Adrian Hall's website

SGI Indy

This Silicon Graphics Indy is one of the jewels in my collection. It is in fantastic condition, and works well! I regularly fire up the Indy to mess with demos and such.

It’s a mid-range version of SGI’s cheapest workstation, but when a computer is almost 30 years old that kind of thing doesn’t matter so much.

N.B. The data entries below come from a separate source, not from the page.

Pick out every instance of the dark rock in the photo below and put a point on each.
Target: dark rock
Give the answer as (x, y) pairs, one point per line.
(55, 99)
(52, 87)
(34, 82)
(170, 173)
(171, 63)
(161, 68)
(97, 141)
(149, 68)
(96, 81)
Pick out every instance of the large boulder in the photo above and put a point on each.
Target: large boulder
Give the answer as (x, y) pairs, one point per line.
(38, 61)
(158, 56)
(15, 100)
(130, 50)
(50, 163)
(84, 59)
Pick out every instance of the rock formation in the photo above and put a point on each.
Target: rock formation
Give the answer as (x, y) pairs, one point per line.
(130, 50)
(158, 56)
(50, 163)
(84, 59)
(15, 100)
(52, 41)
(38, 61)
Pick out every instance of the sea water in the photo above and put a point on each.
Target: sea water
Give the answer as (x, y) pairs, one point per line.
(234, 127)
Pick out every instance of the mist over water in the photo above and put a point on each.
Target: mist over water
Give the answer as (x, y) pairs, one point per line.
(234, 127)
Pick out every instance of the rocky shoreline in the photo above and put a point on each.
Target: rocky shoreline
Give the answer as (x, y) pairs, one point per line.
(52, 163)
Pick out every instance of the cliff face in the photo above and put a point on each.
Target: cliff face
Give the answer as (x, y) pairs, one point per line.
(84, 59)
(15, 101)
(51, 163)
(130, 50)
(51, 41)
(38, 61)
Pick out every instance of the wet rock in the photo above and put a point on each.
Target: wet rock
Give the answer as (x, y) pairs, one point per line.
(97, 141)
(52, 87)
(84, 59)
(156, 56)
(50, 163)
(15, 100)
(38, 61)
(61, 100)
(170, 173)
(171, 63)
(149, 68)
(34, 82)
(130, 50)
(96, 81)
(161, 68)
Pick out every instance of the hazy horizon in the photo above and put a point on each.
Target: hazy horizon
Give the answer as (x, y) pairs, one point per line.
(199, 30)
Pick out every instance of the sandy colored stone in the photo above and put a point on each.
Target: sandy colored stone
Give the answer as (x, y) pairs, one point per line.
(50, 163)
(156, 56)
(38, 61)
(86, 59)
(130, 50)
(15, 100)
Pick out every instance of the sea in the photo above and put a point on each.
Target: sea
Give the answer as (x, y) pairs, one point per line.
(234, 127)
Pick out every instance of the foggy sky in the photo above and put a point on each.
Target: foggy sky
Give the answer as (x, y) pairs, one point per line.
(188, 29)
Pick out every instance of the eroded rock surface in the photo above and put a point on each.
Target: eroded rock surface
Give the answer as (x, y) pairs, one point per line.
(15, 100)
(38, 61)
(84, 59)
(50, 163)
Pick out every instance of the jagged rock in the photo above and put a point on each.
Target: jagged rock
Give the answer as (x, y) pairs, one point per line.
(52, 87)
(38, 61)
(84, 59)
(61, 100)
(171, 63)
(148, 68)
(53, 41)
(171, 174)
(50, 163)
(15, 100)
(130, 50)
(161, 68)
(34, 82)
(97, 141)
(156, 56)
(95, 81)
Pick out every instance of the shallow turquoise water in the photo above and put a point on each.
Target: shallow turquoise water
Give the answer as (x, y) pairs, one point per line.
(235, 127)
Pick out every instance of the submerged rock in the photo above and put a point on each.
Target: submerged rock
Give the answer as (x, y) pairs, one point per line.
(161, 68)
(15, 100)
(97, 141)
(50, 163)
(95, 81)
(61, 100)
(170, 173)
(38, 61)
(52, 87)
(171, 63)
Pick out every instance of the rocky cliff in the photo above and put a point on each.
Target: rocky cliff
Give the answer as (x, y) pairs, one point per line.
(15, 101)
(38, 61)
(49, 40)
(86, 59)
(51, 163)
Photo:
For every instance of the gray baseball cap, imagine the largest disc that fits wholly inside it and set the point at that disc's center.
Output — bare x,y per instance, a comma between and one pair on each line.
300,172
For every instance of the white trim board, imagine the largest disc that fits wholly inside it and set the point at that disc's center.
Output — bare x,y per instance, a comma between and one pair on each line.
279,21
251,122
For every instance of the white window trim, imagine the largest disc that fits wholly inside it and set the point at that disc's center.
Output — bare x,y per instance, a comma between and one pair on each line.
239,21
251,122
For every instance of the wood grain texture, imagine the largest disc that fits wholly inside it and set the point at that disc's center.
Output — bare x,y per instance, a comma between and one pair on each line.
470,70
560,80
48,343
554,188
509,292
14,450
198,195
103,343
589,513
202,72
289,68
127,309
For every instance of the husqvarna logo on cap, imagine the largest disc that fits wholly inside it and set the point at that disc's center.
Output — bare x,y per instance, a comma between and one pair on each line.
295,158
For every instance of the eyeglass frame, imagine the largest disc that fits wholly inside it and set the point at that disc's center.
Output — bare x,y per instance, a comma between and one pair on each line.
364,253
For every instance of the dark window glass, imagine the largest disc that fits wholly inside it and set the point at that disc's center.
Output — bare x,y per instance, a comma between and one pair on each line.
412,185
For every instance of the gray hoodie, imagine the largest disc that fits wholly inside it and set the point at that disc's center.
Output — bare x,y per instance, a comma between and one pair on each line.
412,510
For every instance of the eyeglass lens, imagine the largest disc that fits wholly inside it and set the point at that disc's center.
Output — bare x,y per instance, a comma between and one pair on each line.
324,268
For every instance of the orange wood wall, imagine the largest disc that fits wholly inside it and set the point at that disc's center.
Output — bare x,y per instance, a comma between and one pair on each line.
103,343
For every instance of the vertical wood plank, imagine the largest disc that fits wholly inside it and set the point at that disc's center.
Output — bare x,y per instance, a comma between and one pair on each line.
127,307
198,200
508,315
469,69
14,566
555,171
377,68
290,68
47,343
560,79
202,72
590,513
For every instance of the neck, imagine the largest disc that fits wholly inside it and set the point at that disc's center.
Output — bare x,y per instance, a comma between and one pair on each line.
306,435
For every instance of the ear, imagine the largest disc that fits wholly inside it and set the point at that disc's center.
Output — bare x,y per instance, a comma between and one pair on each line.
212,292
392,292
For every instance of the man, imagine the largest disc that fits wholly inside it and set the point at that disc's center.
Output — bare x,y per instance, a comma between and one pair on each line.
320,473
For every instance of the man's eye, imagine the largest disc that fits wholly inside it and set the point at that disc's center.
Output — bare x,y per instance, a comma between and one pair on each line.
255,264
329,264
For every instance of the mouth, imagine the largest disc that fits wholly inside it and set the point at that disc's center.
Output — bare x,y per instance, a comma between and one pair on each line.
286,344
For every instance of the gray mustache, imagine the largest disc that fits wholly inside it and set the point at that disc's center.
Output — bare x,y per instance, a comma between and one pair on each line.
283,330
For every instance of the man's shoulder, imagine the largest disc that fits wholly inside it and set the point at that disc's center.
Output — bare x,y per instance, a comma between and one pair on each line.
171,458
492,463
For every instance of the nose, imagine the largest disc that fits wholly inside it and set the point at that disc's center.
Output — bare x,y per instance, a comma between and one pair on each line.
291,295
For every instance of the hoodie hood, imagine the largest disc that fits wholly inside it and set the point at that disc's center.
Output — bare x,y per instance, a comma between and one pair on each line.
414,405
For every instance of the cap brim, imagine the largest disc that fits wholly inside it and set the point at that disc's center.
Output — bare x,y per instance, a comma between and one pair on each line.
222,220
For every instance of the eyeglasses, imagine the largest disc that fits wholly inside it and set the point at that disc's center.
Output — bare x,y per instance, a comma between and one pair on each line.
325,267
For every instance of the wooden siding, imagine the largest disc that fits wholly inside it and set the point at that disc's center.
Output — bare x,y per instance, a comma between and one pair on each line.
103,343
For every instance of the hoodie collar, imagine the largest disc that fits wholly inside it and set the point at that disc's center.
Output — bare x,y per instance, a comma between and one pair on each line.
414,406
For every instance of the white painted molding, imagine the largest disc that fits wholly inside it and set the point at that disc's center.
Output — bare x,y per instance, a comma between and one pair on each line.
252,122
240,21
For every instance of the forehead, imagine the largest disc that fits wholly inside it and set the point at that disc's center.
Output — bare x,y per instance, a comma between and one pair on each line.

Apparently the boot jingle (above) on my Indy plays a a bit slowly, and therefore lower pitched, compared to other Indys. I have no idea why, it’s very strange. I am unaware of it having any other eccentricities.

Specs

CPUMIPS R4400SC 150MHz
MainboardIP22 for Indy
GPU‘Newport’ XL24
RAM128 MB
StorageSCSI2SD V6
1.2GB SCSI Seagate ST31200N (usually disconnected)
Floptical (usually disconnected, no disks)
OSIRIX 6.5.22
IRIX 5.3
PSUNidec
Other stuffIndycam
Official crappy microphone

History of this unit

I obtained this Indy through Kijiji on March 6th, 2019 for $200 CAD. I bought it from somebody in the Plateau area of Montreal, and he told me that he used them for work when they were current. He kept this machine with the intent to get it working, but never did.

Unfortunately I don’t know anything else about what he did with them, and I have no evidence of who this Indy was originally sold to, though one day I might. While that is unfortunate, the lack of stickers or other identifiers means that it is a very clean unit.

This Indy was sold to me with no RAM, no floptical drive (or spare drive sled) and no accessories.

The seller was very excited about how this Indy came with a hard drive (he felt it increase the value). Unfortunately that drive is faulty, which is probably why he wasn’t able to make the machine work.

I have been unable to access or format the included 1.2GB HDD. I’ve kept it in case I can eventually do something about that (I’m curious if there is anything interesting on there). Luckily, I happened to have access to the exact same HDD: as far as I can tell the Seagate SGI31200N is simply a rebranded ST31200N.

Over the next few months I bought 64MB set of 4 SIMMs so I could test the system, then bought 4 more to get it up to 128MB. I also ordered a floptical drive, second drive sled and Indycam from Herb’s SGI and Sun equipment. I had access to various other SCSI equipment through a local hackerspace, so I was able to jigger up a CD drive to do an IRIX install.